Risk Management – for NEDs

Arguably the most significant adjustment to the NED role over the past seven years is that all NEDs must now be well versed in identifying and managing all forms of risk – operational, financial and reputational…

As a Chairman once described: “Risk is a massive issue now: You need to understand the risks and be clear about what the board is doing about mitigating those risk.”

So, how can you ensure that risks are being articulated appropriately and how can you probe into how risks are being mitigated, irrespective if risk management is well established within an industry or not? In the first part of this article I give some steer on how you can assess current risk management practises (governance) and the latter part covers some best practises.

Risk Maturity

If not already done within the company, you could do a Risk Maturity Assessment which gives an indication of the organisation’s engagement with risk management.
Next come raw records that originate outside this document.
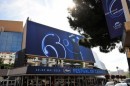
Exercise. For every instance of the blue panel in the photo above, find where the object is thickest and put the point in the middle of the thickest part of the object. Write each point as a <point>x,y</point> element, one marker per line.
<point>114,16</point>
<point>50,42</point>
<point>59,70</point>
<point>10,41</point>
<point>128,3</point>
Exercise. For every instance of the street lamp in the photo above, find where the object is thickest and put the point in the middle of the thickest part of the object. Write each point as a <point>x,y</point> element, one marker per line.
<point>117,70</point>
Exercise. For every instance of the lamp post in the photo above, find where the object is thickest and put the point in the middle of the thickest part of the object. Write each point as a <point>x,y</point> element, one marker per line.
<point>117,70</point>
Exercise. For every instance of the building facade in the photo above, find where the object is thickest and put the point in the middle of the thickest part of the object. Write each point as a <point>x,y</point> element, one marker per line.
<point>10,40</point>
<point>51,57</point>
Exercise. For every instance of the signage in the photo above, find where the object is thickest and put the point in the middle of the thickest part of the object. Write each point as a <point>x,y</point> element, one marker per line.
<point>50,42</point>
<point>59,70</point>
<point>114,16</point>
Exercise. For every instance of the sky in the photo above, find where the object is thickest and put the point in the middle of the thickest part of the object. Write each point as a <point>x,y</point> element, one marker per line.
<point>54,13</point>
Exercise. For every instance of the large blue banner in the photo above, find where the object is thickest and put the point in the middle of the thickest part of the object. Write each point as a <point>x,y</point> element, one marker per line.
<point>59,70</point>
<point>128,4</point>
<point>50,42</point>
<point>114,16</point>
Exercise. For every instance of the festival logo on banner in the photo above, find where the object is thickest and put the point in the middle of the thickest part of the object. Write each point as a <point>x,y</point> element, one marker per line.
<point>114,17</point>
<point>50,42</point>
There are various models, usually with five levels of maturity (see the 5 Level Maturity Model in diagram below): from an immature Level 1 organisation where there are no formal risk management policies, processes or associated activities, tools or techniques, through a Level 2 managed organisation where policies are in place but risk reviews are generally reactive, all the ay up to the mature or ‘risk intelligent’ Level 5 enterprise where the risk management tone is set at the top and built into decision making, with risk management activities proactively embedded at all levels of the organisation.

Maturity - 5 Levels

     5 Level Maturity Model 

The outcome of such an assessment will give you clear indication of the risk management maturity level of the organisation. Dependant on how that aligns with the Shareholders’ and Board’s expected level, the needed change actions can be initiated to mature the organisation to the expected level. It will also give you measure of clarity of the rigour of process and review that is likely to have gone into the risk reporting that you see as a Board.

Risk Score/Rating Matrix

As risks are identified, logged in the Risk Register and then assessed based on likelihood of it happening and the impact to the business if it should happen, a Risk Scoring Matrix (with preferably a 5 point scal as per diagram below) is very useful to assign a Risk Score to each risk.

The higher the score the higher the priority of mitigating the risk should be.

RISK Matrix

Risk Score Matrix

As a NED you need to assess the completeness of the Key Risks in the Risk Register. Engaging with the executives prior board meetings goes a long way to get input and a feel for risks existing on the floor (day to day running/operations) of the business. You should also ask if there is something that you are talking about in every meeting that either is not on the risk register, or is rated as a low risk?  If that is true, then you need to explore why you are talking about it as a Board but management are not giving it greater focus.

Risk Heat Chart

A heat chart (as per diagram below) enables a holistic view of risks with high scoring risks in the top right (coloured red) corner and low risks in the bottom left corner (coloured green).Risk-HeatMap

   Risk Heat Map

For a board to get an overview of what the key risks are, I don’t think you can beat a heat chart.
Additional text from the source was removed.